Pierwszy raz Kotwicy
Już szóstą z rzędu porażkę ponieśli zawodnicy Noteci Inowrocław, ale dzięki temu po raz pierwszy w lidze wygrała Kotwica. Goście z Kołobrzegu skrupulatnie kryli trzech najlepszych zawodników gospodarzy i wygrali 90:68.
W tym meczu mieli wystąpić nowi gracze Noteci. Mieli, ale nie wystąpili - Muamera Taletovicia w ogóle nie było na sali. Było za to dwóch środkowych - Amerykanin Keith Bean i Litwin Gintaras Stulga, ale obaj nie zagrali, bo Noteć nie zdążyła załatwić im licencji.
Ale zawodnicy Noteci postanowili nie składać broni jeszcze przed bitwą. Początek był obiecujący, ale wkrótce koszykarzom z Inowrocławia zaczęło brakować sił - No cóż walczymy dalej i będziemy się starać o zwycięstwa w kolejnych spotkaniach. – mówił po meczu smutny Łukasz Żytko.
Od tego momentu do końca pierwszej połowy na parkiecie panowali goście. Skutecznie poczynaniami swoich partnerów kierował eks-zawodnik Noteci Mantas Ignatavicius, który dobrze podawał, a przewaga Kotwicy z minuty na minutę rosła. Skuteczny w tej części był Blake Hamilton, który niepodzielnie panował pod koszami.
Po zmianie stron do pracy wzięli się gospodarze. Trio Żytko-Holbrook-Martin chciało w trójkę zniwelować całą przewagę. I udawało im się zmniejszać przewagę, ale szybko opadli z sił, męczeni przez częste zmiany krycia, zarządzane przez trenera Krajewskiego. Końcówka to już spokojnie kontrolowanie gry przez graczy z Kołobrzegu, co dało ponad trzydziestopunktowe zwycięstwo.
Po meczu bardzo cieszył się Wojciech Krajewski, ale to on miał w ręku większość atutów - dysponował dłuższą ławką i mógł rotować składem. Bardzo dobrze też zadebiutował nowy gracz, Monvids Prisko, a jego nieszablonowa gra dezorientowała graczy Noteci w defensywie.
Po meczu powiedzieli:
Piotr Baran (trener Noteci): Jedyne, co mi przychodzi na myśl to żeby przeprosić kibiców, którzy cały czas nas dopingują i wierzą w nas. Mam nadzieję tylko, że jeszcze będą z nami i nas nie opuszczą.

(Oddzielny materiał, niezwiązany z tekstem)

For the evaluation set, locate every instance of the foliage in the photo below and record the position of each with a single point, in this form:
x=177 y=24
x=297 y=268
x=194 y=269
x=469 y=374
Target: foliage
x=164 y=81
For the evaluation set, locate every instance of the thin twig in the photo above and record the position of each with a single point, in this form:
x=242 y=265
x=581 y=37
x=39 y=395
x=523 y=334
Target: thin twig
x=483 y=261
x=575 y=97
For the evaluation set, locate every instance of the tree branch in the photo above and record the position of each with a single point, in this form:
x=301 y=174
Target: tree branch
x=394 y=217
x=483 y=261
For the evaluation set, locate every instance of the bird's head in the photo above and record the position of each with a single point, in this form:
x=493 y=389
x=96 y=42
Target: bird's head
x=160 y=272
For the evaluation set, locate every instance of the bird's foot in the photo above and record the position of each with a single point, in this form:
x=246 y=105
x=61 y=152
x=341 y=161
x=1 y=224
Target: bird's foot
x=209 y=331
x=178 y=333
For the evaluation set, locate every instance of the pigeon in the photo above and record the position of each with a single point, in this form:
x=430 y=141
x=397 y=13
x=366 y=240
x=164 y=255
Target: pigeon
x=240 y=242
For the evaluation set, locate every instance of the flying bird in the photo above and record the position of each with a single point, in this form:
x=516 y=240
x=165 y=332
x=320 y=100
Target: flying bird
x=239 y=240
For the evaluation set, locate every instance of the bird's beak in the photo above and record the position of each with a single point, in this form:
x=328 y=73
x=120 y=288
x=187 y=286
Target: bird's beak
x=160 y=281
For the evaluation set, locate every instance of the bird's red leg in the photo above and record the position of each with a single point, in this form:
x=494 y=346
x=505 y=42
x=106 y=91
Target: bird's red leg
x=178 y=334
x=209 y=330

Wojciech Krajewski (trener Kotwicy): Miałem obawy przed tym meczem, ale zwyciężyliśmy. Pięć porażek pod rząd. Myślałem, że Noteć postawi jakiś opór. Ale po chorobie Holbrook nie był już tym samym graczem. To było dla nas ułatwieniem. Także ustawiliśmy grę pod trójkę graczy z Inowrocławia i moi gracze mieli za zadanie męczyć ich na całym boisku. Mam dwóch nowych graczy na pozycję rozgrywający i ze swoich zadań wywiązali się w 100%. Natomiast Piotr Baran nie ma tak silnego zespołu, który na dzień dzisiejszy mógłby nam się przeciwstawić.
Łukasz Żytko (rozgrywający Noteci): Podobnie jak trenerowi Baranowi jest mi bardzo przykro i wstyd przed kibicami. Przegraliśmy pierwszą kwartę oraz zbiórki, co zaważyło na końcowym wyniku. Choć wydawało się w trzeciej odsłonie, że możemy dogonić przeciwnika, ale powtórzyły się błędy z poprzednich gier. Teraz czeka nas rozmowa z trenerami i zastanowimy się jak poprawić naszą grę.
Tomasz Mrożek (skrzydłowy Kotwicy): To było bardzo dobre spotkanie w naszym wykonaniu. Od pierwszej minuty zaczęliśmy agresywnie kryć naszych przeciwników. Zagraliśmy zespołowo w ataku, czego nie było widać w poprzednich meczach. To zwycięstwo powinno nas zmotywować, scali zespół i teraz będziemy częściej wygrywać.